Tell Thrasybulus something else, too; that Sparta’s asked her allies to send contingents of troops, and both Thebes and Corinth are going to refuse.’
The army from Sparta itself was led by King Pausanias. Pausanias camped in the Academy garden, outside the city gate. The remainder of the Thirty gave him presents, Lysander gave him not too thinly-veiled orders, our deputation gave him an account of what had been going on. Pausanias listened to us; one got the impression he did not like Lysander at all. There was some fighting, but it was not important, and Pausanias negotiated a settlement. Forgiveness, forgetfulness, an amnesty.
We had won, and we kept our word. No revenge was taken on the supporters of the Thirty.
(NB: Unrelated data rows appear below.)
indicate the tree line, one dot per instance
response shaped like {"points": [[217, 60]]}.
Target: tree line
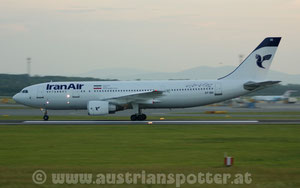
{"points": [[11, 84]]}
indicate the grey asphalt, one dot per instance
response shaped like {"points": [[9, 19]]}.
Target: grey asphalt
{"points": [[213, 122], [19, 110]]}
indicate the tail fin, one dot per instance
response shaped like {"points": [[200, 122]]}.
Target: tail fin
{"points": [[255, 67], [288, 93]]}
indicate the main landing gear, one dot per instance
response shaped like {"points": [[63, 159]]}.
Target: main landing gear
{"points": [[138, 116], [45, 117]]}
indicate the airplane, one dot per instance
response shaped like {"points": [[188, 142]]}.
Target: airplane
{"points": [[106, 97], [274, 98]]}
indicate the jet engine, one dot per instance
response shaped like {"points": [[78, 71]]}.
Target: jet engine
{"points": [[96, 108]]}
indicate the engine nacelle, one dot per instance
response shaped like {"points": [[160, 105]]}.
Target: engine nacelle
{"points": [[96, 108]]}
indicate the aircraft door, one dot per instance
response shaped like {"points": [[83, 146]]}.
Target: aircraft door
{"points": [[218, 89], [40, 92]]}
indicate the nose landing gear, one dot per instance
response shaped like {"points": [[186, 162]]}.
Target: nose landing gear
{"points": [[139, 115], [45, 117]]}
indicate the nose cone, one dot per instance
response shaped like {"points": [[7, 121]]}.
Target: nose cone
{"points": [[16, 97]]}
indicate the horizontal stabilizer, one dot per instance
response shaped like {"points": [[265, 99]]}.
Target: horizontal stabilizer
{"points": [[259, 85]]}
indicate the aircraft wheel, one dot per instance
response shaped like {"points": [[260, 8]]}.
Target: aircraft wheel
{"points": [[46, 118], [134, 117], [144, 117]]}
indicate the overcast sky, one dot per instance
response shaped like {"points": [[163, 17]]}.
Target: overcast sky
{"points": [[74, 36]]}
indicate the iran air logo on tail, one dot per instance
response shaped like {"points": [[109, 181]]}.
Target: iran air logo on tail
{"points": [[260, 61]]}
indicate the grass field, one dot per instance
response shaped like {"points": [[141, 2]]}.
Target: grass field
{"points": [[269, 152]]}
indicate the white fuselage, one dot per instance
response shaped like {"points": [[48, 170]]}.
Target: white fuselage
{"points": [[175, 94]]}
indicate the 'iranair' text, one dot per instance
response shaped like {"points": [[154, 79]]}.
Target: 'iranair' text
{"points": [[63, 86]]}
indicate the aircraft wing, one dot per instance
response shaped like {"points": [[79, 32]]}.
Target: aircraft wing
{"points": [[145, 97], [259, 85]]}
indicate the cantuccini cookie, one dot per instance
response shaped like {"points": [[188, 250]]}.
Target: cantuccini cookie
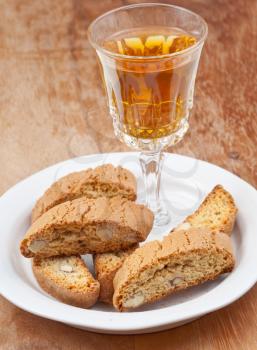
{"points": [[106, 265], [67, 279], [88, 226], [217, 212], [159, 268], [105, 180]]}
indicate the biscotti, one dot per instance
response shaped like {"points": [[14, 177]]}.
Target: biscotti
{"points": [[159, 268], [88, 226], [217, 212], [105, 180], [106, 265], [67, 279]]}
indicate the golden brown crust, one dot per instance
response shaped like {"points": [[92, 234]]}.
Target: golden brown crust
{"points": [[75, 286], [104, 180], [217, 212], [155, 256], [88, 226], [106, 265]]}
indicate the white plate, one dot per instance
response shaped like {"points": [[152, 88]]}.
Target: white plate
{"points": [[185, 182]]}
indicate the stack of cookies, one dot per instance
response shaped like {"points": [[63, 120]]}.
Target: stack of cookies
{"points": [[94, 212]]}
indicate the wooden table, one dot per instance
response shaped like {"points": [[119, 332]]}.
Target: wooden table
{"points": [[52, 108]]}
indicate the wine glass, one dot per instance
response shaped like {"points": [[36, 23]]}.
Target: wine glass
{"points": [[149, 55]]}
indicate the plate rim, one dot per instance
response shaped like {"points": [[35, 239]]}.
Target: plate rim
{"points": [[121, 327]]}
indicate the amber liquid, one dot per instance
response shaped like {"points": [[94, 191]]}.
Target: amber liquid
{"points": [[149, 95]]}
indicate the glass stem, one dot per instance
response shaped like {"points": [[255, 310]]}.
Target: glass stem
{"points": [[151, 165]]}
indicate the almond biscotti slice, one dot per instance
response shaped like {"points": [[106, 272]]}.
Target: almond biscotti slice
{"points": [[67, 279], [105, 180], [159, 268], [106, 265], [217, 212], [88, 226]]}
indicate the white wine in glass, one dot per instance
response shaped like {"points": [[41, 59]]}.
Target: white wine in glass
{"points": [[149, 55]]}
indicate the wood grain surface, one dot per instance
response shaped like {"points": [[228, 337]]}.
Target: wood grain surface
{"points": [[52, 108]]}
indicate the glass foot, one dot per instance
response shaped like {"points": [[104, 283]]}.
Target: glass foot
{"points": [[161, 217]]}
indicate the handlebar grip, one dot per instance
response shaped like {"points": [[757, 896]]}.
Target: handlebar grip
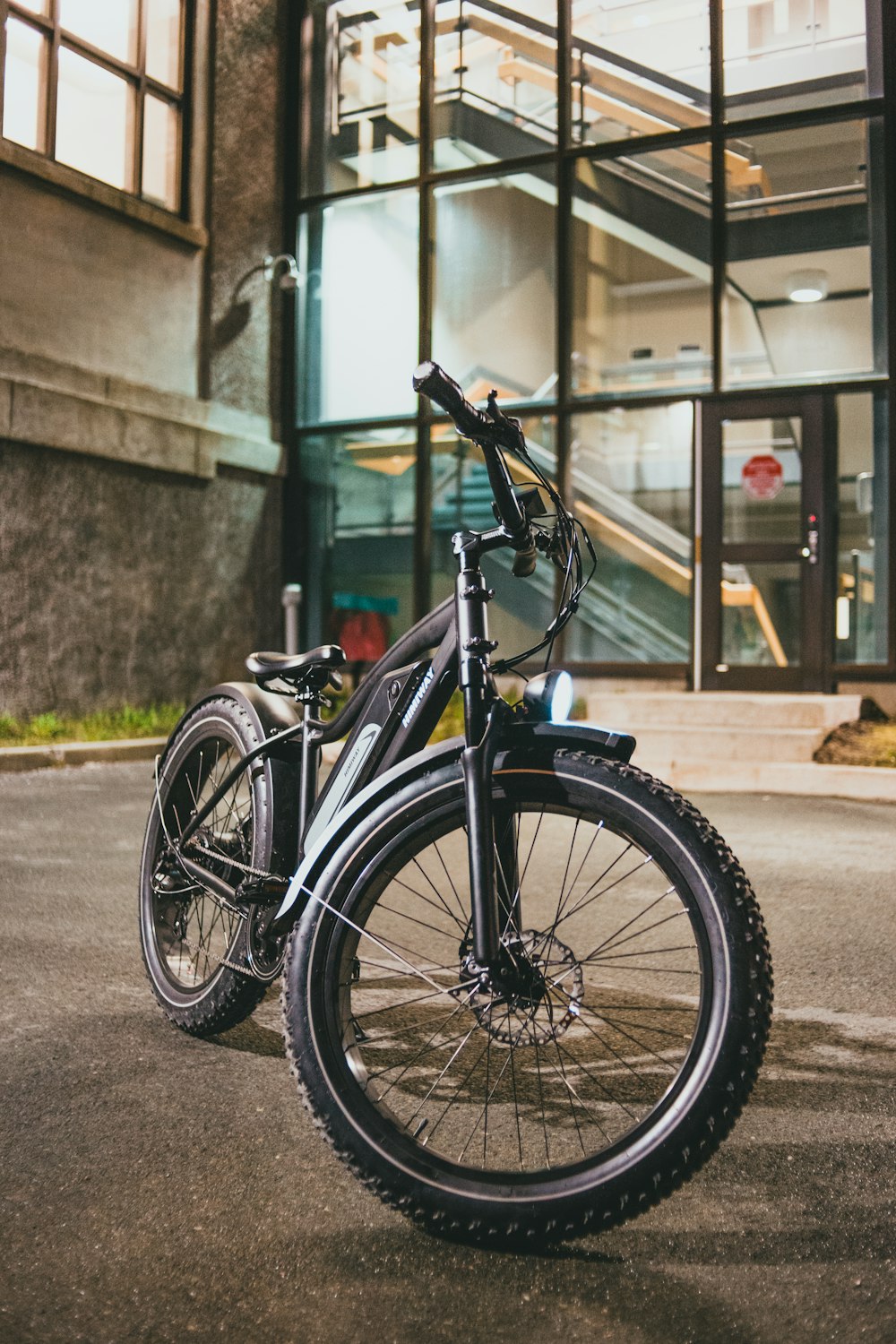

The Spartan garrison left, we had our triumphal entry, were given wreaths of olive as tokens of gratitude. We felt humble rather than exultant, for, as Themistocles said after Salamis, we had not done this, it was heaven’s doing.
For myself, as ever, a new return to Athens brought fresh grief, for Tecmessa had died during my exile, and word came from Macedonia that Thucydides had died too. It takes months to accept such news, longer to recover from the acceptance.
* December, 404 B.C.
47
‘A favour to Lysander’
So here was Athens, a dozen years after the Expedition to Syracuse, without Empire, state treasure, Long Walls, docks, fleet—but free. And I myself, no longer a slave, no longer an exile, with family estates restored to me, with still quite a lot of the Sicilian money remaining—and I was wretched. God knows I should not have been, and I swear I told myself a dozen times a day that I was one of the lucky ones, having lived through the plague, and Syracuse, and Goat River and the Thirty, and, more than that, being one of the few exiles to whom the official ‘restoration of estates’ did not mean simply a bitter grin, a sour taste in the mouth. For while Attica had been able to recover from the burnings and devastations of the first ten years of the war, when the Spartans never stayed more than a month, it had not recovered from the endless ravaging that followed the occupation of Decelea. What was once the best-cultivated region in Hellas will never again be more than a lifeless desert.